As the heads of Telefilm Canada, Canada Media Fund and CBC/Radio-Canada — the leading audiovisual organizations, funders and commissioners of original Canadian content — we are painfully aware that many of the artists who made the content we’re enjoying are not working and will not be able to return to work until it’s safe.

The interruption and cancellation of productions globally has struck a brutal blow to the industry. And because our work is, by nature, collaborative, it will be difficult to fully rebound for many, many months.

Like other industries hard hit by COVID-19, ours will need emergency support and initiatives to keep workers safe when things return to normal. We are committed to delivering this assistance, which includes $88.8 million in emergency support via the Canada Media Fund and $27 million by way of Telefilm. These funds are intended to keep our country’s production companies from closing and people from losing their jobs.

Just prior to COVID-19 we were celebrating the success of Canadian series like C’est comme ca que je t’aime (Happily Married) at the Berlin Film Festival, Kim’s Convenience was the most popular foreign show in South Korea, uplifting movies like The Grizzlies, the true story of how lacrosse saved the youth of a remote Arctic town, were reaching international audiences, the digital series Hey Lady!, with the fabulous Jayne Eastwood playing a crotchety, 75-year-old troublemaker, had its world premiere at Sundance, and audiences were discovering Jeanne Leblanc’s Les Nôtres as it opened in the last few days of moviegoing.

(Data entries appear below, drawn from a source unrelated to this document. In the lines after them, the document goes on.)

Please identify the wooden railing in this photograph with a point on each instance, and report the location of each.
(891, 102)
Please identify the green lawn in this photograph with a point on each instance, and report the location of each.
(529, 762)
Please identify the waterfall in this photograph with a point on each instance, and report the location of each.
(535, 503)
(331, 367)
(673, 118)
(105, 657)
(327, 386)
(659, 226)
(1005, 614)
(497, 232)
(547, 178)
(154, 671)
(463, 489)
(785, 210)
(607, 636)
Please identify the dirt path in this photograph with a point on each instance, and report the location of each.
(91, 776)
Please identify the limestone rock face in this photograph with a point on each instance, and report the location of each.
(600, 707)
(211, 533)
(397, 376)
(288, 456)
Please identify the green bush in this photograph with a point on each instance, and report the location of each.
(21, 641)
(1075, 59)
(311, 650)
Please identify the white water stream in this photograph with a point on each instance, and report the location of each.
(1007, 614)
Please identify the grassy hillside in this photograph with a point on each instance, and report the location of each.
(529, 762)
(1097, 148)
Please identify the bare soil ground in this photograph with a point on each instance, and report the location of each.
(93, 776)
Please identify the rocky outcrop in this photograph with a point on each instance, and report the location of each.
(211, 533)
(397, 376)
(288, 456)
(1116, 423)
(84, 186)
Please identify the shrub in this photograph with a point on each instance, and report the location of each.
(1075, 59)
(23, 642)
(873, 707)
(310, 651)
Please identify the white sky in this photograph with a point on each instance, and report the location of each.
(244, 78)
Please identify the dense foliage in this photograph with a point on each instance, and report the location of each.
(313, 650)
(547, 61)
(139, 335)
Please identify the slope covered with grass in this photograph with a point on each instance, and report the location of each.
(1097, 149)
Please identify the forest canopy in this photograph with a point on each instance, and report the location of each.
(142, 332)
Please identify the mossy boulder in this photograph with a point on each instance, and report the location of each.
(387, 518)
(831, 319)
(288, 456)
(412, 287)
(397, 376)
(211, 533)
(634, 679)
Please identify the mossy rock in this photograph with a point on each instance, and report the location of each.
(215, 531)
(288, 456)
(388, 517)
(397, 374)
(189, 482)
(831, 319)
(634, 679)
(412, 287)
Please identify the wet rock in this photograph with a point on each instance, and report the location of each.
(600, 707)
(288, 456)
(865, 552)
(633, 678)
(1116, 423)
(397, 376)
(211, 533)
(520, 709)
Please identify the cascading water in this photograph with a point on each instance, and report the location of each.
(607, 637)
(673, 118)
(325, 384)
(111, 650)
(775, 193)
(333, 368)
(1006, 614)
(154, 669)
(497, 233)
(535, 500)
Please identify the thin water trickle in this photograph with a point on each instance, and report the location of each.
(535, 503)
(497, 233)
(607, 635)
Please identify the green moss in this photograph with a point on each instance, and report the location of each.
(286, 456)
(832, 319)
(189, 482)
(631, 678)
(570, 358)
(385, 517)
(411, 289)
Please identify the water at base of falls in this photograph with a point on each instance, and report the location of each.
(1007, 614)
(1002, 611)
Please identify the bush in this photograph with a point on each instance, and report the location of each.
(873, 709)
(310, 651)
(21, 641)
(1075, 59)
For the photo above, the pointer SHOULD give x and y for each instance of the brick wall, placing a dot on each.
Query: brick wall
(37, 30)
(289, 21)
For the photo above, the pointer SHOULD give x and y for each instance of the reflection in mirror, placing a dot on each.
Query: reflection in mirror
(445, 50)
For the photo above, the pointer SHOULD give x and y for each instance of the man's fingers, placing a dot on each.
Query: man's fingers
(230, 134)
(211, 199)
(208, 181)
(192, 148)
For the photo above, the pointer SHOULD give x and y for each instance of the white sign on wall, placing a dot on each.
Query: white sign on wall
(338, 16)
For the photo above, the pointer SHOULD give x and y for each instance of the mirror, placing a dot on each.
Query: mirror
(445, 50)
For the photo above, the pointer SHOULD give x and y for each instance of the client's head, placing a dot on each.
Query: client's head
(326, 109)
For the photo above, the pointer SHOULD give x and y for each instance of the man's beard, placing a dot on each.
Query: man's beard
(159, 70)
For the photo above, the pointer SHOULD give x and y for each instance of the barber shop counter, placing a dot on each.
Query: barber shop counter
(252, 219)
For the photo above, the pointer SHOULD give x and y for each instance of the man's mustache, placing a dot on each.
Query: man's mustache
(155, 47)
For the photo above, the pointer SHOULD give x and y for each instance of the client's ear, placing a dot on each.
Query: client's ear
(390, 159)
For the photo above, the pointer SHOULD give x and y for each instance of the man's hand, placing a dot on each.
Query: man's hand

We won’t let a virus stop our momentum.

Decades of public policy in support of Canadian content has worked. Today, our industry is a major economic force, creating more than 180,000 jobs and contributing $12.8 billion to the GDP in 2018-19. The stakes here are not just cultural, they are economic. So now is not the time to let our creators and producers down. We have built a vibrant ecosystem for content creation in Canada and it has held us together during these dark days.

Now is not the time to turn the lights off on one of our country's greatest accomplishments, the creation of a homegrown, diverse and internationally recognized film and TV industry. It’s the time to look forward to a day when we can once again say, “Lights, camera, action!” and “Coming soon to a theatre near you.”